Last night DocCoffee and I attended the launch of the Melbourne Fringe Festival. We are super excited, like two young kids with forbidden sweeties, because we are a part of it this year, producing our very own show along with two other fabulous improvisor friends.

Earlier this year when applications opened, I was considering submitting a piece I've been dreaming and writing for ages, but I couldn't quite see how I'd manage it financially. Then I thought well, why not do an improv show? I have a husband who is a supremely talented and respected improvisor, as well as access to a network of awesome, skilled performers and a format that none of them have ever done here in Australia - documentary! We started scheming and found that it all came together very easily. So we will be doing our show True Fiction, a full-length improvised documentary, based on a format devised while I was with ImproGuise in Cape Town. Yay!
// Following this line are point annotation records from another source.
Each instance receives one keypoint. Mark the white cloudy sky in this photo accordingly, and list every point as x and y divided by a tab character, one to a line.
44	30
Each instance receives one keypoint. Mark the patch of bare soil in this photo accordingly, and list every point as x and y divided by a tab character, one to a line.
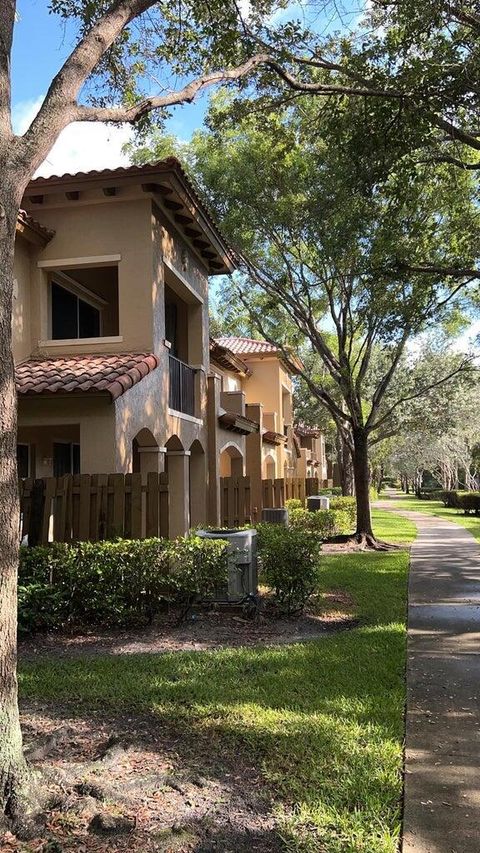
204	629
347	547
119	784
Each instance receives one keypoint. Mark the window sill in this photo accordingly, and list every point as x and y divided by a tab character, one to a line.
174	414
80	342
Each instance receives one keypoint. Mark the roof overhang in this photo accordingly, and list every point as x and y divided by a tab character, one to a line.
169	187
277	438
227	359
237	423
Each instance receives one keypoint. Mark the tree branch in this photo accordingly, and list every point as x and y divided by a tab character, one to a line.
181	96
464	365
7	20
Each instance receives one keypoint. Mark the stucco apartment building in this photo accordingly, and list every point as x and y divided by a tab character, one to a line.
111	341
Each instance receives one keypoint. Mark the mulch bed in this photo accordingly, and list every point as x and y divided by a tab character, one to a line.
204	629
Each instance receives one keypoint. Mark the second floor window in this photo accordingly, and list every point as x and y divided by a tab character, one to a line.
72	316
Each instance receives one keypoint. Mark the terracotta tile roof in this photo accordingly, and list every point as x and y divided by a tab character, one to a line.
249	346
243	346
305	431
224	357
113	374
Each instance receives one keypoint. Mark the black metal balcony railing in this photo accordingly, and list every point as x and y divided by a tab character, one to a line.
182	386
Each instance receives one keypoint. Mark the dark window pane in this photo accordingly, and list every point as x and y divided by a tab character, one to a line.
89	320
23	460
62	459
64	314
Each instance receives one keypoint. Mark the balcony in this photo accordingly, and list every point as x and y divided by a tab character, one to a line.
181	396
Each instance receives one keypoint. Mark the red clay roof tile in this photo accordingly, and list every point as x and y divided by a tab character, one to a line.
114	374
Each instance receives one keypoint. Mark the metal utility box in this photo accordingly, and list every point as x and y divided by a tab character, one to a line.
242	563
315	502
276	515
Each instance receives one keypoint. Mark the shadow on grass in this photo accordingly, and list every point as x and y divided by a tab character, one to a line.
321	722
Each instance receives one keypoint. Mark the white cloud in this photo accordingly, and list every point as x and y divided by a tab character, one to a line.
82	146
467	341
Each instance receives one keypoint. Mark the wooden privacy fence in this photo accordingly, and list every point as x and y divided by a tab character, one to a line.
93	507
235	501
235	497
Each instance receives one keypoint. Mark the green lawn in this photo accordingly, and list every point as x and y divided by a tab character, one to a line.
323	720
410	502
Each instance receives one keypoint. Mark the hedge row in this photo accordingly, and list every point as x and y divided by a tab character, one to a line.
289	563
120	583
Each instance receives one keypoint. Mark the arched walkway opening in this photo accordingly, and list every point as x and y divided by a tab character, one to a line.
270	467
231	462
198	485
146	454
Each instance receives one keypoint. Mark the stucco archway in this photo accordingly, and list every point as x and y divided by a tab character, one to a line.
146	454
231	461
270	467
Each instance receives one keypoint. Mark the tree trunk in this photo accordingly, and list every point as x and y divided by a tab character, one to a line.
345	466
14	775
364	532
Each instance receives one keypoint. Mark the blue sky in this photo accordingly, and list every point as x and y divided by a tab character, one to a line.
41	44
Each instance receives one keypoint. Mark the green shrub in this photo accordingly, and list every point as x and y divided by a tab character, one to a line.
114	583
449	499
469	502
293	503
289	564
348	505
324	522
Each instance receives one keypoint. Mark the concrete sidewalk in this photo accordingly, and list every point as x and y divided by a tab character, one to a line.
442	770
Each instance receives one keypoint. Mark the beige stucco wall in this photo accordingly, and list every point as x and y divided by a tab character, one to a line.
25	257
99	230
95	418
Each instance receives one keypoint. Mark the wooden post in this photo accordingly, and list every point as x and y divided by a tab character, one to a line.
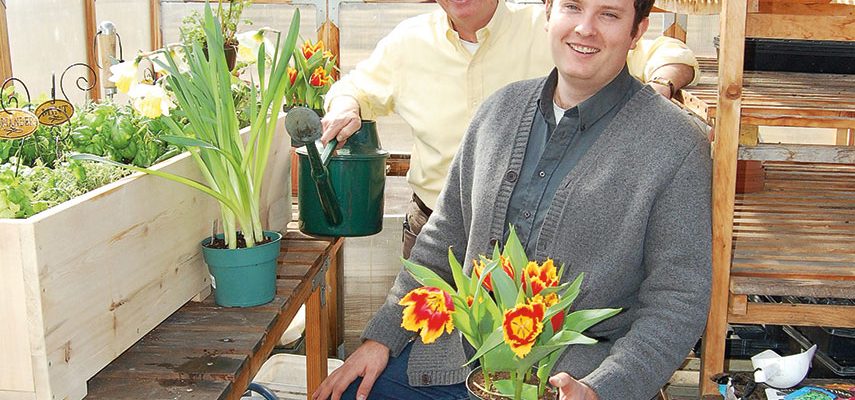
335	297
844	137
91	51
674	25
5	54
316	339
725	148
154	23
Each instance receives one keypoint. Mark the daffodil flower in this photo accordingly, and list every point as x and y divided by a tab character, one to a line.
249	42
521	326
124	75
150	100
427	310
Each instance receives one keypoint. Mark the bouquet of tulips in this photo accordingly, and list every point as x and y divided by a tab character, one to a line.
311	76
516	313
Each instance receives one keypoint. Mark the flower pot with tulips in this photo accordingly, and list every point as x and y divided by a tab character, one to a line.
513	311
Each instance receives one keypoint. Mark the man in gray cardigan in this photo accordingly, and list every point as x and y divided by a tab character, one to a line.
596	171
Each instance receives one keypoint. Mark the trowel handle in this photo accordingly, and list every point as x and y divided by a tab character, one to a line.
323	183
328	150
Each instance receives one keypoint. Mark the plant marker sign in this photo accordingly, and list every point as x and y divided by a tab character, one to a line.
54	112
16	123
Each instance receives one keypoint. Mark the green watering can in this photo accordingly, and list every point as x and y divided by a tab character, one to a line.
340	192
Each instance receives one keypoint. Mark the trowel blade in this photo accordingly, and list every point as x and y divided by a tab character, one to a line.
303	125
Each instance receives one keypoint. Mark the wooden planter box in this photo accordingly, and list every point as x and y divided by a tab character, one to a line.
81	282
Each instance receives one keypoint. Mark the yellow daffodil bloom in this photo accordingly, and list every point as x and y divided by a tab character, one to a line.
124	75
150	100
248	44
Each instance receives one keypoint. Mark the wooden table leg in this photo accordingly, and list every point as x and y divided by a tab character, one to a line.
316	339
335	296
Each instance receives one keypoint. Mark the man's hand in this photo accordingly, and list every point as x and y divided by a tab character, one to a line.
368	361
341	121
571	389
679	74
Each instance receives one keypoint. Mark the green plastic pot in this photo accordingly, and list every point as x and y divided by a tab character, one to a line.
243	277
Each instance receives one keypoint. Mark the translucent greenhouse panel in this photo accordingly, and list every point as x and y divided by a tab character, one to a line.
45	36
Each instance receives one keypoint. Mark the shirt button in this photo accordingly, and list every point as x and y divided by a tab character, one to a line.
511	176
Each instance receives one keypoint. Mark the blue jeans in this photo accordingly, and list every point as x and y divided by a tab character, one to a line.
393	384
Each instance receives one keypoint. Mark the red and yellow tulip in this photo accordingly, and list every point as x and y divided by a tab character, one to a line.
541	276
310	49
319	78
550	300
521	326
478	268
427	310
292	75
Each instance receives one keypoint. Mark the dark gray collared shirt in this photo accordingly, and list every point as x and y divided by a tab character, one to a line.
552	151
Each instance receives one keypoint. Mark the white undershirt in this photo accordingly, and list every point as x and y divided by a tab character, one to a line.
559	112
471	47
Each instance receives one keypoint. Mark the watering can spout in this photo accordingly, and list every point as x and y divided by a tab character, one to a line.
304	126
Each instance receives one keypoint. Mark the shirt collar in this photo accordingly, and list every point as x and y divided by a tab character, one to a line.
592	109
499	20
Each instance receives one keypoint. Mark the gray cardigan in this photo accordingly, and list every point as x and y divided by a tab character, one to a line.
633	215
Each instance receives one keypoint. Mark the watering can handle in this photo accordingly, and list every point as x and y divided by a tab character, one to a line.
328	150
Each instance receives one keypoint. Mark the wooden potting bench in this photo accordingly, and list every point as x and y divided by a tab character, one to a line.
775	249
208	352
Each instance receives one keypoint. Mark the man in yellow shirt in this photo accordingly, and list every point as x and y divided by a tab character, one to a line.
435	70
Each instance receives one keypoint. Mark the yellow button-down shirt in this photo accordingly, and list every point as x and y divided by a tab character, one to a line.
423	73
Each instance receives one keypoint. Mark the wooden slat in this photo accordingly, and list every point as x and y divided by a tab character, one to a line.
790	287
215	351
801	27
796	314
803	153
780	98
5	54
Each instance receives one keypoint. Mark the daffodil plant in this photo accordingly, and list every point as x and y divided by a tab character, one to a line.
232	166
515	312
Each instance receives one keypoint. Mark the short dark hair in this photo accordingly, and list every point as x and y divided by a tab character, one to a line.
642	11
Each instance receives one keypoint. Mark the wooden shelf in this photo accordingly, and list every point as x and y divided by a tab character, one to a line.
779	98
798	234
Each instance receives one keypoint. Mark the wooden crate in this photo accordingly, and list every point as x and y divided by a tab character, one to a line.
82	282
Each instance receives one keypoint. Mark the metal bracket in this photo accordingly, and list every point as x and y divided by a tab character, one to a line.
319	282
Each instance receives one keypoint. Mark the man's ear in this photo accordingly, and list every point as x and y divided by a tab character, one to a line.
642	27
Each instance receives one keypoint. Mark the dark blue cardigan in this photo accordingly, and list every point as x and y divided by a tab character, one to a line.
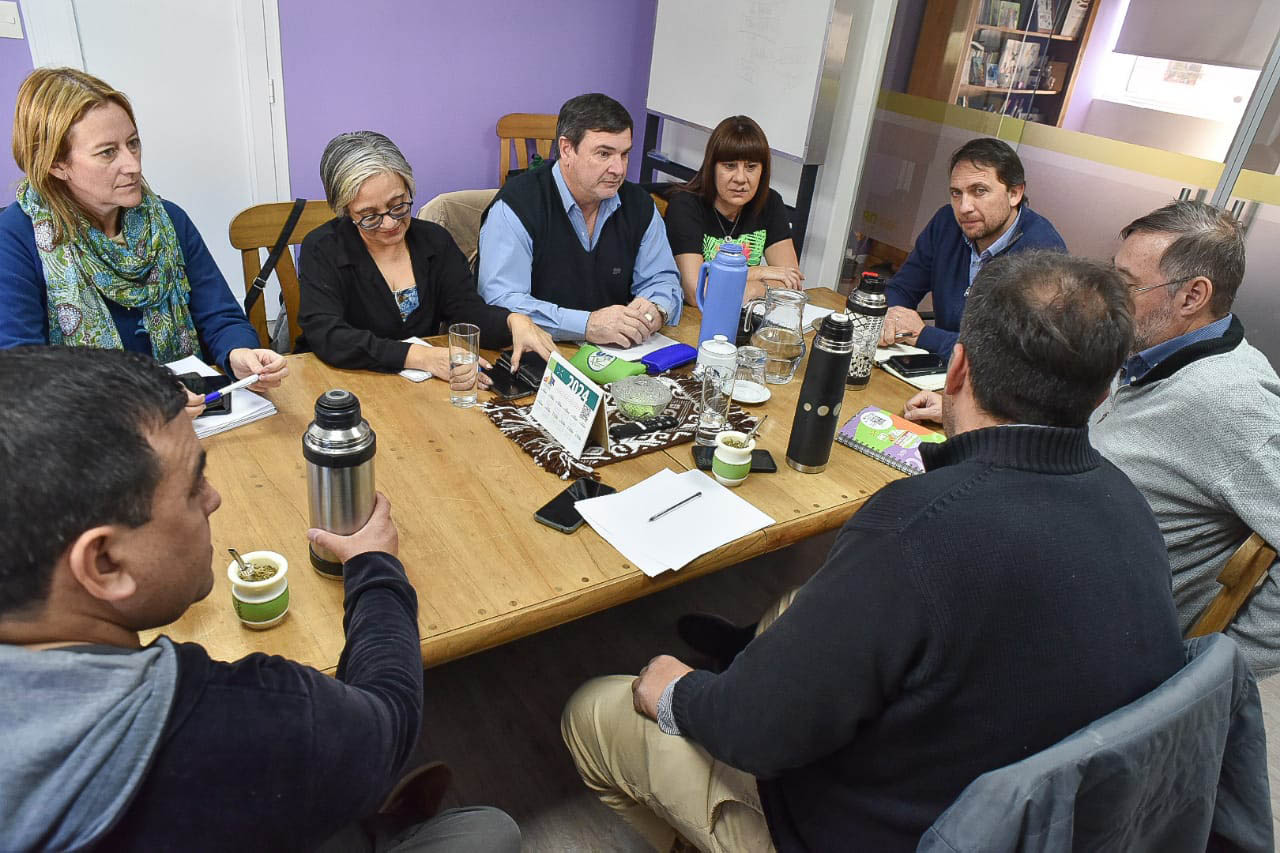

Back to the launch. It was your usual launch vibe, with free cheap alcohol and good-looking people milling about, ogling the odd person who had misunderstood the point of the launch and come dressed in costume, or carrying a giant whale aloft on a stick. (I kid you not.) Then the speeches started, and with it an element that I'm still getting used to here in Oz - the Auslan interpreter. The interpreter, who's name is Lynn, had been in attendance at the Fringe Forums as well, and so I recognised her immediately. To say that she stole the show last night would be putting it mildly. Characterising every speech she signed with a bit of the speaker's sass or the way she stood while she signed, she became completely absorbing. I couldn't stop watching her.

Added to that the speeches by the two politicians in attendance, the Arts Minister of Victoria and a representative from the Melbourne Mayor's office (who happened to be young and incredibly dashing). They really knew who they were talking to and said all the right things with charm and wit, like berating George Brandis for his arts budget slashing and bemoaning the Abbott government's refusal to allow marriage equality like they were some backward parents that we've become comfortable ridiculing.

It all made me smile, and feel a twinge of sadness at the same time. The Aussies are so progressive in so many ways, and yet they face the same conservative, controlling political tsunami that we face in South Africa. The world is a place dominated by fear at the moment, and the light at the end of that tunnel must surely be art. Or at least let the tunnel be full of gorgeous grafitti!